Harvard accepted four gifts after Epstein’s arrest but no further donations were accepted after his conviction, under a decision by President Drew Faust. Several faculty members, including Nowak, tried to convince Faust to revise the order.
Epstein bypassed the order by getting others to donate to the university. Those donations included $7.5 million to support the work of Nowak. Leon Black, who donated millions with his wife or through their foundation, told lawyers he was introduced to the professor through Epstein.
Nowak also allowed links to the websites of Epstein’s foundations on PED’s website at the request of Epstein’s publicist. A full page featuring Epstein was also published on PED’s website. It was removed in 2014 after complaints from a sexual assault survivor’s group.

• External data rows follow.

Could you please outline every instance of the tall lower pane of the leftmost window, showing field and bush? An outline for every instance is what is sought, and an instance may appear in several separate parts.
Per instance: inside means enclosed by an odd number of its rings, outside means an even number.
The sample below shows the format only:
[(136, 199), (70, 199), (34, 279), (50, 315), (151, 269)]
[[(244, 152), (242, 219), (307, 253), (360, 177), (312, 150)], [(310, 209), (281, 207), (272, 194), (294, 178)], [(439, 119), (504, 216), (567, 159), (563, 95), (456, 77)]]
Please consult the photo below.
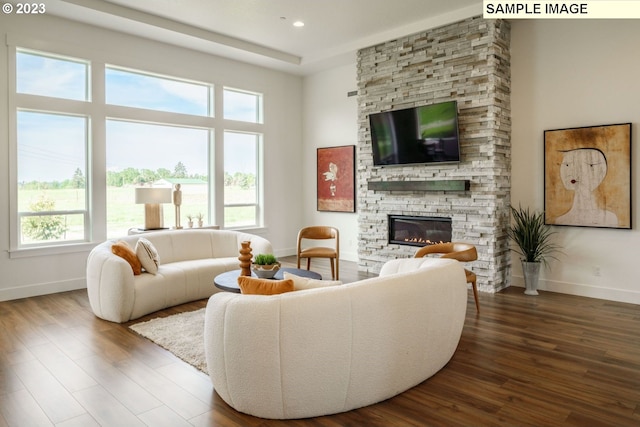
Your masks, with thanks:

Epstein also regularly received communications from Harvard’s development offices, including an invitation to attend the start of the university’s Capital Campaign in 2013.
The review of Epstein’s ties with Harvard was conducted by Diane Lopez, the university’s general counsel, Ara Gershengorn, a Harvard attorney, and Martin Murphy of Foley Hoag LLP.
They recommended to Harvard President Lawrence Bacow that Harvard develop clearer procedures for reviewing potentially controversial donations, revise its procedures for appointing Visiting Fellows, and consider whether any further actions should be taken based on Epstein’s unfettered access to PED.
Bacow said in a letter to the Harvard community that he’s instructed members of his team to begin implementing the recommendations “as soon as possible.”
“The report issued today describes principled decision-making but also reveals institutional and individual shortcomings that must be addressed—not only for the sake of the University but also in recognition of the courageous individuals who sought to bring Epstein to justice,” he concluded.